Date defining administrative censoring. This affects to DATE_DEATH, DATE_MIGRATION and DATE (diagnoses). (default: 2024-12-21).

pre_entry_handling

Strategy for handling diagnoses occurring before cohort entry (age 50):

initialize

Diagnosis date is set to entry date.

skip

Diagnoses before entry are ignored; first post-entry diagnosis is used.

asis

Diagnosis date is used as recorded.

Value

A named list with the following elements:

plot_days

ggplot object of cumulative incidence (days).

plot_years

ggplot object of cumulative incidence (years).

plot_mortality

ggplot object of cumulative incidence of death (years).

CR_days

cuminc object with time in days.

CR_years

cuminc object with time in years.

dmodel

Final individual-level survival data used in the main analysis.

dmortality

Final individual-level survival data used in the death analysis.

Details

The analysis workflow consists of:

  1. Constructing individual-level date data (birth, death, migration, diagnoses).

  2. Defining follow-up start based on start.

  3. Handling diagnoses occurring before cohort entry using pre_entry_handling.

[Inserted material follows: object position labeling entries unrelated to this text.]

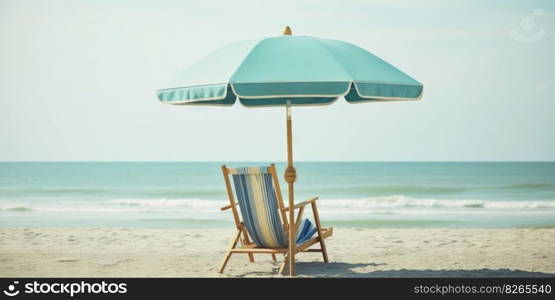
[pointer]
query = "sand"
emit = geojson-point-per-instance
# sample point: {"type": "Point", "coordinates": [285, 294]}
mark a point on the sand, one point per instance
{"type": "Point", "coordinates": [109, 252]}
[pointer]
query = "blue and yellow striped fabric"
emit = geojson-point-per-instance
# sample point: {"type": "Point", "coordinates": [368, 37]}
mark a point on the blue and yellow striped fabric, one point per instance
{"type": "Point", "coordinates": [258, 204]}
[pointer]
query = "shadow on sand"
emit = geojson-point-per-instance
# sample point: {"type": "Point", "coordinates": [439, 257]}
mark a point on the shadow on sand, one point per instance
{"type": "Point", "coordinates": [339, 269]}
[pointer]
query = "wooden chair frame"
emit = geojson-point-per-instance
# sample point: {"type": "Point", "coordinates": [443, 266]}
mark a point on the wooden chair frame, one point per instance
{"type": "Point", "coordinates": [242, 237]}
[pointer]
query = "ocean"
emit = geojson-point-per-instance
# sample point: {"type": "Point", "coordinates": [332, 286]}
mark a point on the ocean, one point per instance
{"type": "Point", "coordinates": [352, 194]}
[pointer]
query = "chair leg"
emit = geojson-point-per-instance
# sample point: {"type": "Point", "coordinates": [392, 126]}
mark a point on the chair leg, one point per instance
{"type": "Point", "coordinates": [319, 228]}
{"type": "Point", "coordinates": [247, 241]}
{"type": "Point", "coordinates": [228, 254]}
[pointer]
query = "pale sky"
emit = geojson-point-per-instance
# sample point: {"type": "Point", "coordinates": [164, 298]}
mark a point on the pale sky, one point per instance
{"type": "Point", "coordinates": [78, 81]}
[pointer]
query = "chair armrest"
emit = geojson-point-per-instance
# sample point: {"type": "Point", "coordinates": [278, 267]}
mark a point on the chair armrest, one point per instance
{"type": "Point", "coordinates": [301, 204]}
{"type": "Point", "coordinates": [226, 207]}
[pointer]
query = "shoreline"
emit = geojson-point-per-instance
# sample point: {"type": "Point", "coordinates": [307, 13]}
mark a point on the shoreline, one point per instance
{"type": "Point", "coordinates": [354, 252]}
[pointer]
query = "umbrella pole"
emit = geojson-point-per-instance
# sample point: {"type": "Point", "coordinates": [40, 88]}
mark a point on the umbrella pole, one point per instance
{"type": "Point", "coordinates": [290, 177]}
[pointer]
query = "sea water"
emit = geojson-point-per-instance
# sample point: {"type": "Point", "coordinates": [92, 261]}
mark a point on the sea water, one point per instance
{"type": "Point", "coordinates": [352, 194]}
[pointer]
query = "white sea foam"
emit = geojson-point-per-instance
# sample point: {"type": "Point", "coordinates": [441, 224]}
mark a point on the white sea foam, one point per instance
{"type": "Point", "coordinates": [407, 202]}
{"type": "Point", "coordinates": [394, 204]}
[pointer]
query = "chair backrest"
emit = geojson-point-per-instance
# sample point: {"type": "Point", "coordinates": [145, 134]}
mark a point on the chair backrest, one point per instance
{"type": "Point", "coordinates": [260, 205]}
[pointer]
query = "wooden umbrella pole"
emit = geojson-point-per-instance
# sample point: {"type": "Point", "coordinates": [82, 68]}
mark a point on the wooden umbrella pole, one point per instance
{"type": "Point", "coordinates": [290, 177]}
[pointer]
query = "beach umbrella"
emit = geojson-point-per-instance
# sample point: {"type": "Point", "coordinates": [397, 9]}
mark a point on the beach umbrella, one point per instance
{"type": "Point", "coordinates": [289, 71]}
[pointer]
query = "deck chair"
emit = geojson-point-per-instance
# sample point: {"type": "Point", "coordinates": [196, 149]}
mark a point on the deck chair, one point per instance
{"type": "Point", "coordinates": [262, 223]}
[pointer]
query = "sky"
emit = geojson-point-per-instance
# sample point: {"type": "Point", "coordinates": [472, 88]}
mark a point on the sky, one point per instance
{"type": "Point", "coordinates": [78, 81]}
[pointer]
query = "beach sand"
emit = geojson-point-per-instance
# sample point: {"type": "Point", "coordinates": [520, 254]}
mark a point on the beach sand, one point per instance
{"type": "Point", "coordinates": [109, 252]}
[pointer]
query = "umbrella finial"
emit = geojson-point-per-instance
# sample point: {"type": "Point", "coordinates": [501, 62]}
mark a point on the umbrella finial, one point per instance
{"type": "Point", "coordinates": [287, 31]}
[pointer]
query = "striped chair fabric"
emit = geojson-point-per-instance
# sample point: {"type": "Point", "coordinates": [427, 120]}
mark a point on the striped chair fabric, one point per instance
{"type": "Point", "coordinates": [257, 199]}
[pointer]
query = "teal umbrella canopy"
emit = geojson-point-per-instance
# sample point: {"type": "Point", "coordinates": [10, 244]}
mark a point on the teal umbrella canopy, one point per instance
{"type": "Point", "coordinates": [301, 69]}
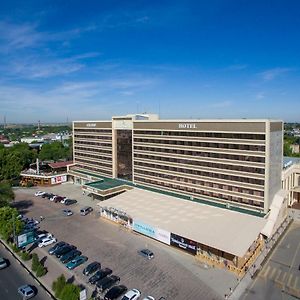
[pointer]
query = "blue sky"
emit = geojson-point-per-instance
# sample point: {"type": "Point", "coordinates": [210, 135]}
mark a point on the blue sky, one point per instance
{"type": "Point", "coordinates": [89, 60]}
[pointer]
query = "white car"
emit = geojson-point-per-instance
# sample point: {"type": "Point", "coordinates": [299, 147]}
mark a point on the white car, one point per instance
{"type": "Point", "coordinates": [39, 193]}
{"type": "Point", "coordinates": [47, 241]}
{"type": "Point", "coordinates": [133, 294]}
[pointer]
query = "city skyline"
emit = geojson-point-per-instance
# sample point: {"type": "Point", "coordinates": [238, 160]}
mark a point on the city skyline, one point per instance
{"type": "Point", "coordinates": [225, 59]}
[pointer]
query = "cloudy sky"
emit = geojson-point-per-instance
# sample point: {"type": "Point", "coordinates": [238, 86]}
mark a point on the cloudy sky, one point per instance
{"type": "Point", "coordinates": [85, 60]}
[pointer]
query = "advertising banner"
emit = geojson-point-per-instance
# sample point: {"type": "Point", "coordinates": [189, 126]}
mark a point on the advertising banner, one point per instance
{"type": "Point", "coordinates": [144, 228]}
{"type": "Point", "coordinates": [184, 243]}
{"type": "Point", "coordinates": [58, 179]}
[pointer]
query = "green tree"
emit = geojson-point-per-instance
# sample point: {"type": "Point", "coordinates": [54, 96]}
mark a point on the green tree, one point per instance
{"type": "Point", "coordinates": [70, 292]}
{"type": "Point", "coordinates": [58, 285]}
{"type": "Point", "coordinates": [9, 223]}
{"type": "Point", "coordinates": [6, 194]}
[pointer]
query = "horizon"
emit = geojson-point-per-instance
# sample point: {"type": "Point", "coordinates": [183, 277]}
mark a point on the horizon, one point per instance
{"type": "Point", "coordinates": [217, 60]}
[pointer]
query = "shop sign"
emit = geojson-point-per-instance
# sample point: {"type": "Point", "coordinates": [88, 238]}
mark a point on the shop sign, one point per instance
{"type": "Point", "coordinates": [58, 179]}
{"type": "Point", "coordinates": [162, 236]}
{"type": "Point", "coordinates": [184, 243]}
{"type": "Point", "coordinates": [144, 228]}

  4. Computing event times (exposure, response, death, censoring).

  5. Selecting the first occurring event per individual.

  6. Estimating cumulative incidence functions using cuminc.

Time is internally calculated in days and additionally expressed in years (365.25 days). Individuals who die before follow-up start are excluded.

Censoring affects inviduals date of death, immigration date and diagnosis dates.